However, we do not know the true distribution \(\mathcal{D}\), and so we can only estimate the loss function \(\mathcal{L}\) from the corpus \(\mathcal{S}\), and we can write the process of estimating via the negative log-likelihood as:

\[\begin{split} \begin{aligned} \hat{\mathcal{L}}\left(\mathcal{S} ; \hat{\boldsymbol{\Theta}}\right) &= -\sum_{\mathbf{x} \in \mathcal{S}} \sum_{t=1}^T \log \mathbb{P}\left(x_t \mid C_{\tau}(\mathbf{x}, t) ; \hat{\boldsymbol{\Theta}}\right) \\ &= -\sum_{n=1}^N \sum_{t=1}^{T_n} \log \mathbb{P}\left(x_{n, t} \mid C_{\tau}(\mathbf{x}_{n}, t) ; \hat{\boldsymbol{\Theta}}\right) \\ \end{aligned} \end{split}\]

and consequently, the objective function is to minimize the estimated loss function \(\hat{\mathcal{L}}\left(\mathcal{S} ; \hat{\boldsymbol{\Theta}}\right)\),

\[\begin{split} \begin{aligned} \hat{\boldsymbol{\theta}}^{*} &= \underset{\hat{\boldsymbol{\theta}} \in \boldsymbol{\Theta}}{\text{argmin}} \hat{\mathcal{L}}\left(\mathcal{S} ; \hat{\boldsymbol{\Theta}}\right) \\ &= \underset{\hat{\boldsymbol{\theta}} \in \boldsymbol{\Theta}}{\text{argmin}} -\sum_{n=1}^N \sum_{t=1}^{T_n} \log \mathbb{P}\left(x_{n, t} \mid C_{\tau}(\mathbf{x}_{n}, t) ; \hat{\boldsymbol{\Theta}}\right) \\ \end{aligned} \end{split}\]

Convergence#

It can be shown that the given the Markov assumption and a token context window size of \(\tau\), the loss function \(\mathcal{L}\) is a consistent estimator of the true distribution \(\mathcal{D}\), and the the objective \(\hat{\mathcal{L}}\left(\mathcal{S} ; \hat{\boldsymbol{\Theta}}\right)\) converges to the true conditional probability distribution \(\mathbb{P}(x_t \mid x_{<t} ; \boldsymbol{\Theta})\) over \(\mathcal{D}\) as the size of the corpus \(\mathcal{S}\) goes to infinity, if the model has sufficient capacity and the optimization algorithm is appropriate [Lee, 2023].

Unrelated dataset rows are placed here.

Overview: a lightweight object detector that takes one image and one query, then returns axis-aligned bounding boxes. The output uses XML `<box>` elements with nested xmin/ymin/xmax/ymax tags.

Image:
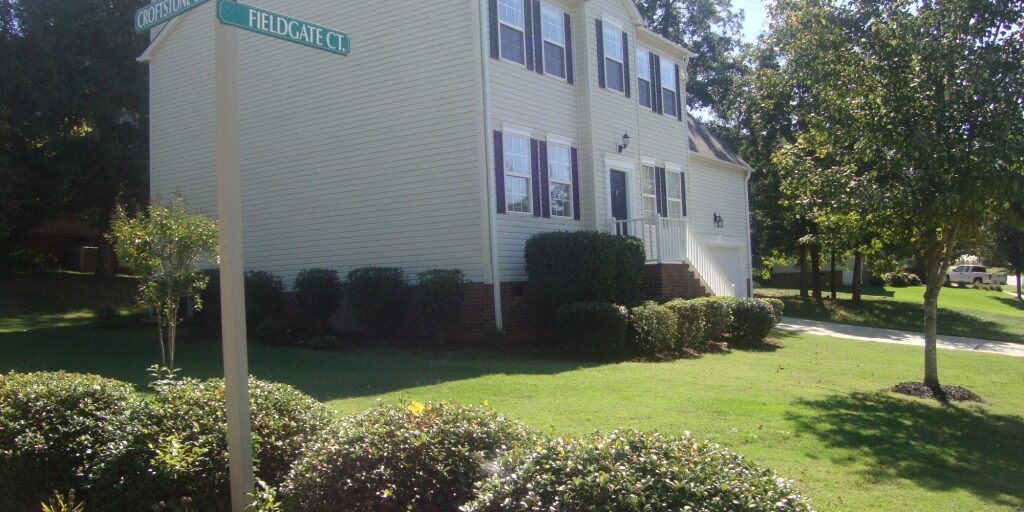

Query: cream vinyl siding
<box><xmin>151</xmin><ymin>0</ymin><xmax>489</xmax><ymax>285</ymax></box>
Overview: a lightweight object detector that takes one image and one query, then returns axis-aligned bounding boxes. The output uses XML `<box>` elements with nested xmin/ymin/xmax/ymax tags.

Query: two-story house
<box><xmin>140</xmin><ymin>0</ymin><xmax>751</xmax><ymax>330</ymax></box>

Furthermore, the proposition that the conditional entropy \(H\left(X_t \mid X_{<t}\right)\) of the true data-generating process is upper bounded by the logarithm of the size of the vocabulary \(\mathcal{V}\), i.e., \(H\left(X_t \mid X_{<t}\right) \leq \log |\mathcal{V}|\) [Lee, 2023].

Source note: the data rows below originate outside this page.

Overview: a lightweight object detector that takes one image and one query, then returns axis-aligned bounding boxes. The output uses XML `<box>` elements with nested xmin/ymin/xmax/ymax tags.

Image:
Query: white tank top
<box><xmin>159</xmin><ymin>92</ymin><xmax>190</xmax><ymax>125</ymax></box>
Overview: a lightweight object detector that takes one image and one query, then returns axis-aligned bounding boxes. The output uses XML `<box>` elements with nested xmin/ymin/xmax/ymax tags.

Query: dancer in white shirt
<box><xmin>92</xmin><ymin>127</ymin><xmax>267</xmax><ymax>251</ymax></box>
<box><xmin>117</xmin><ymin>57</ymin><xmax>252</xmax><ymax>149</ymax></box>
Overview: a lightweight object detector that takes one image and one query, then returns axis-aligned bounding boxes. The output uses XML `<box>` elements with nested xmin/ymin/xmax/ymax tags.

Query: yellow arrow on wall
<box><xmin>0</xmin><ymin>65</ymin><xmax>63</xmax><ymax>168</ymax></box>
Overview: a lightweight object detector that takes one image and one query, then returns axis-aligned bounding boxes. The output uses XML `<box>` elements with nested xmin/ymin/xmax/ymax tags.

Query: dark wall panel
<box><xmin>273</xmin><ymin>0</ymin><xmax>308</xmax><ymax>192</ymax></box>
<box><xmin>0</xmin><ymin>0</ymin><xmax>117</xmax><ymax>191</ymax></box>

The proposition that the conditional entropy has an upper limit, carries significant implications for optimizing autoregressive self-supervised learning models. Specifically, because the conditional entropy cannot exceed the logarithm of the vocabulary size \(\mathcal{V}\), we infer a similar upper limit on perplexity. This cap on perplexity offers a valuable benchmark for evaluating and comparing different models, establishing a theoretical maximum for model performance based on the size of the vocabulary [Lee, 2023].

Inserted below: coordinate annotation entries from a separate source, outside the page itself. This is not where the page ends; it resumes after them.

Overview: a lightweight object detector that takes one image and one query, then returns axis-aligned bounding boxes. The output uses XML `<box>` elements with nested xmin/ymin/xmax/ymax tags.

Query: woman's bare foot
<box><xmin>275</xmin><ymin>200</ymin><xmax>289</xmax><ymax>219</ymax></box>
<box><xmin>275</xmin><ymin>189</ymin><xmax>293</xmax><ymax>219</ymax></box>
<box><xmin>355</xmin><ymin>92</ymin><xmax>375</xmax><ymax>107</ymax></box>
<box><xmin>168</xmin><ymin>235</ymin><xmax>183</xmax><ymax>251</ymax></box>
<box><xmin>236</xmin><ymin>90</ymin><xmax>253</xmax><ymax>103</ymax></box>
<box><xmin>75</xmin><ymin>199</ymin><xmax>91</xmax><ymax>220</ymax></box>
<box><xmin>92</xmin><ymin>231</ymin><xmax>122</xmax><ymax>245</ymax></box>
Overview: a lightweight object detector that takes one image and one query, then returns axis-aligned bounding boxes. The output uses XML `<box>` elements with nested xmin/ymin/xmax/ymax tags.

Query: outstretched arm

GPT is a Autoregressive Self-Supervised Learning Model#

Finally, we can piece together the autoregressive self-supervised learning framework to define the GPT model \(\mathcal{G}\) as a model that is trained to maximize the likelihood of the sequences in the corpus \(\mathcal{S}\) via the objective function \(\hat{\mathcal{L}}\left(\mathcal{S} ; \hat{\boldsymbol{\Theta}}\right)\) where \(\hat{\boldsymbol{\Theta}}\) is the estimated parameter space that approximates the true parameter space \(\boldsymbol{\Theta}\), and \(\mathcal{S}\) is the corpus of sequences that are sampled \(\text{i.i.d.}\) from the distribution \(\mathcal{D}\).

In pseudo-code, the GPT model \(\mathcal{G}\) consists of decoder blocks, each block consisting of a multi-head self-attention mechanism and a position-wise feed-forward neural network, with a head layer to produce a probability distribution over the vocabulary \(\mathcal{V}\) of tokens.

\[\begin{split} \begin{aligned} h_0 &= \mathcal{S} \cdot \mathbf{W}_{e}+ \mathbf{W}_{p} \\ h_{\ell} &= \text{DecoderBlock}(h_{\ell-1}) \quad \text{for} \quad \ell = 1, 2, \ldots, L \\ \mathbb{P}(x_t \mid C_{\tau}(\mathbf{x}, t) ; \boldsymbol{\Theta}) &= \text{softmax}(h_{L} \cdot \mathbf{W}_{e}^{\top}) \end{aligned} \end{split}\]

where:

  • \(\mathbf{W}_{e}\) is the embedding matrix that maps the token to a vector representation in a continuous vector space,

  • \(\mathbf{W}_{p}\) is the positional encoding matrix that encodes the position of the token in the sequence,

  • \(\text{DecoderBlock}\) is a function that applies a multi-head self-attention mechanism and a position-wise feed-forward neural network to the input sequence,

  • \(\mathbf{W}_{e}^{\top}\) is the transpose of the embedding matrix that maps the vector representation of the token back to the vocabulary space.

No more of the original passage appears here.